The need to move the Internet from IPv4 to IPv6 is inevitable. Almost all of the addresses allowed by the 32 bit based addressing scheme used in IPv4 have been assigned. The 128 bit addressing scheme within IPv6 solves that issue. While the number of available addresses is a significant driver in the need for IPv6, this isn’t the only benefit to be derived. Other benefits include added security, mobility extensions, communication and addressing to the end device, etc.
The North America IPv6 Summit, one of the premier IPv6 shows in the world, was held on April 9-11 in Denver, Colorado. It focused on educating people on IPv6, providing insight on how to make the transition from IPv4, showed products and technology capable of supporting IPv6. The attendees ranged in background from people just learning about IPv6 to people who are intimately involved with implementing IPv6 with all levels of experience in between.
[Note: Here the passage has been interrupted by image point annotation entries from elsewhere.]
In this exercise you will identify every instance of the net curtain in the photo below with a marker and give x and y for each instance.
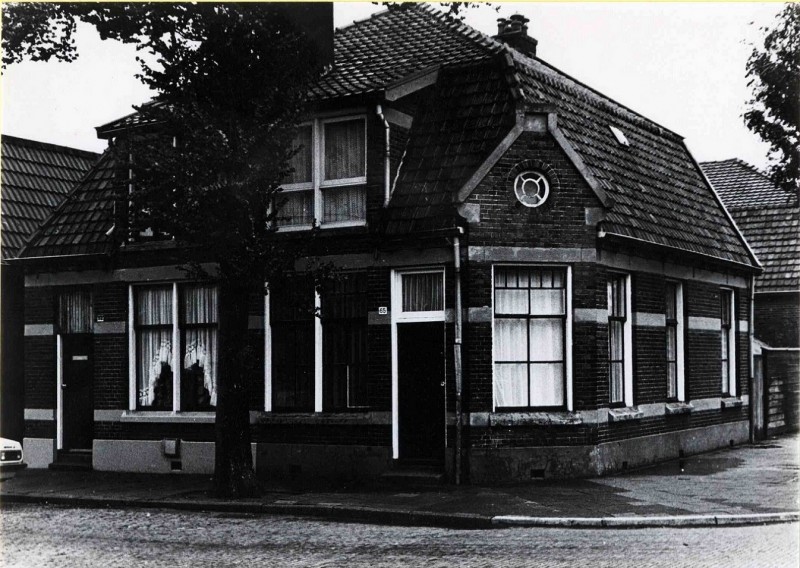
(200, 304)
(154, 360)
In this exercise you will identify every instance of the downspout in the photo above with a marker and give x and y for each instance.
(457, 352)
(754, 413)
(386, 162)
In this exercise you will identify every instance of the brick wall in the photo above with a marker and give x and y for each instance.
(777, 319)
The event has grown every year and has added breadth of knowledge and increased participation. It is not unusual to meet people from the all over the U.S. along with people from other countries such as Brazil, France, etc… even Texas;)
The list of sponsors included a wide range of savvy companies and organization that have the foresight see the need to continue to improve the Internet.
This event was organized by the Rocky Mountain IPv6 Task Force (rmv6tf). My hat is off to the members of the rmv6tf. This is a group of volunteers who see the inevitable need for the Internet to move to IPv6. The group was formed in 2007 by a handful of dedicated technologists. They have organized this event every year since 2008 with consistency and quality to create the summit.